Here's an excerpt from the preface to give an idea of the approach:
> This book presents the subject of Compiler Design in a way that's understandable to a programmer, rather than a mathematician. My basic premise is that the best way to learn how to write a compiler is to look at one in depth; the best way to understand the theory is to build tools that use that theory for practical ends. So, this book is built around working code that provides immediate practical examples of how given theories are applied. I have deliberately avoided mathematical notation, foreign to many programmers, in favor of English descriptions of the theory and using the code itself to explain a process. If a theoretical discussion isn't clear, you can look at the code that implements the theory. I make no claims that the code presented here is the only (or the best) implementation of the concepts presented. I've found, however, that looking at an implementation-at any implementation--can be a very useful adjunct to understanding the theory, and the reader is well able to adapt the concepts presented here to alternate implementations.
> The disadvantage of my approach is that there is, by necessity, a tremendous amount of low-level detail in this book. It is my belief, however, that this detail is both critically important to understanding how to actually build a real compiler, and is missing from virtually every other book on the subject. Similarly, a lot of the low-level details are more related to program implementation in general than to compilers in particular. One of the secondary reasons for learning how to build a compiler, however, is to learn how to put together a large and complex program, and presenting complete programs, rather than just the directly compiler-related portions of those programs, furthers this end. I've resolved the too-many-details problem, to some extent, by isolating the theoretical materials into their own sections, all marked with asterisks in the table of contents and in the header on the top of the page. If you aren't interested in the nuts and bolts, you can just skip over the sections that discuss code.
> In a sense, this book is really an in-depth presentation of several, very well documented programs: the complete sources for three compiler-generation tools are presented, as is a complete C compiler. (A lexical-analyzer generator modeled after the UNIX lex utility is presented along with two yacc-like compiler compilers.) As such, it is more of a compiler-engineering book than are most texts-a strong emphasis is placed on teaching you how to write a real compiler. On the other hand, a lot of theory is covered on the way to understanding the practice, and this theory is central to the discussion. Though I've presented complete implementations of the programs as an aid to understanding, the implementation details aren't nearly as important as the processes that are used by those programs to do what they do. It's important that you be able to apply these processes to your own programs.
Along the same lines, you may find this amusing: https://news.ycombinator.com/item?id=7882066
Just from cruising the lesson titles and poking around a few of them, substantially less than full C89. I don't see floating point, bitfields, or function pointers anywhere. Apparently, variadic functions and short (!) aren't supported either. Most of the new things in C99 (save perhaps //-style comments, mixed declaration and code, and long long) are unlikely to be supported, let alone C11.
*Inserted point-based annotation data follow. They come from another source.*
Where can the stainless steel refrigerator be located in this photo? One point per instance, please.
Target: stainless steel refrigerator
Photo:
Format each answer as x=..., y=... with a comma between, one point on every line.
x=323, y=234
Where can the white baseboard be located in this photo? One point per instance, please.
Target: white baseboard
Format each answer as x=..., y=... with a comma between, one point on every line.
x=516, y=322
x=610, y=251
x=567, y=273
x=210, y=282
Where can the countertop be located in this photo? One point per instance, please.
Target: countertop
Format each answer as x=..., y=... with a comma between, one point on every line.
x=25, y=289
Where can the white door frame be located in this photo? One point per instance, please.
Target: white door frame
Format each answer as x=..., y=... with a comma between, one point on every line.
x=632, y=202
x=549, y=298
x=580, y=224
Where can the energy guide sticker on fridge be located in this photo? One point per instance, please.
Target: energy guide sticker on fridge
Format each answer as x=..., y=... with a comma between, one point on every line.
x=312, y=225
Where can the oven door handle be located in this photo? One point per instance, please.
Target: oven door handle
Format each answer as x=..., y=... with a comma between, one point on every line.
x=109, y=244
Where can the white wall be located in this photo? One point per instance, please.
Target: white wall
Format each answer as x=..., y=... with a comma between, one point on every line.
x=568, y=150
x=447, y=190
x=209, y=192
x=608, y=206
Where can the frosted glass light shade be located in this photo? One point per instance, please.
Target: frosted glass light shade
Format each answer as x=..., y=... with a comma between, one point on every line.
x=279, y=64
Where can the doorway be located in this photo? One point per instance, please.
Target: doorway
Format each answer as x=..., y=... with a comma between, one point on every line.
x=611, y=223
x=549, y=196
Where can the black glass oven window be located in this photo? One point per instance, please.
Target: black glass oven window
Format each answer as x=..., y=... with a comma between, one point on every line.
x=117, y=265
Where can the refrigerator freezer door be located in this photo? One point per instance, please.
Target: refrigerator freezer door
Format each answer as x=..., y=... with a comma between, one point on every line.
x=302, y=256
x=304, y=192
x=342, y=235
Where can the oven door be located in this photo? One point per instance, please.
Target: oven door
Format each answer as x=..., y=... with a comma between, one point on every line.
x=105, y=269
Judging from its reference to C-, it might also well not support the full C declarator madness.
* Grammar-based parsing
* Tree and graph representation, traversing
* (Possibly) A tree or graph grammar library
* Cross-platform filesystem support
* Combinatorial algorithm implementations (some of them may get used in various optimizers)
* terminal support (for formatted output)
and so on. And of course - there's the standard (C) library which one should also not count as "scratch".
Now, as an exercise, it is not-uninteresting to also implement parts of some of those, but it's not clear that "from scratch" is the most pedagogically-useful approach.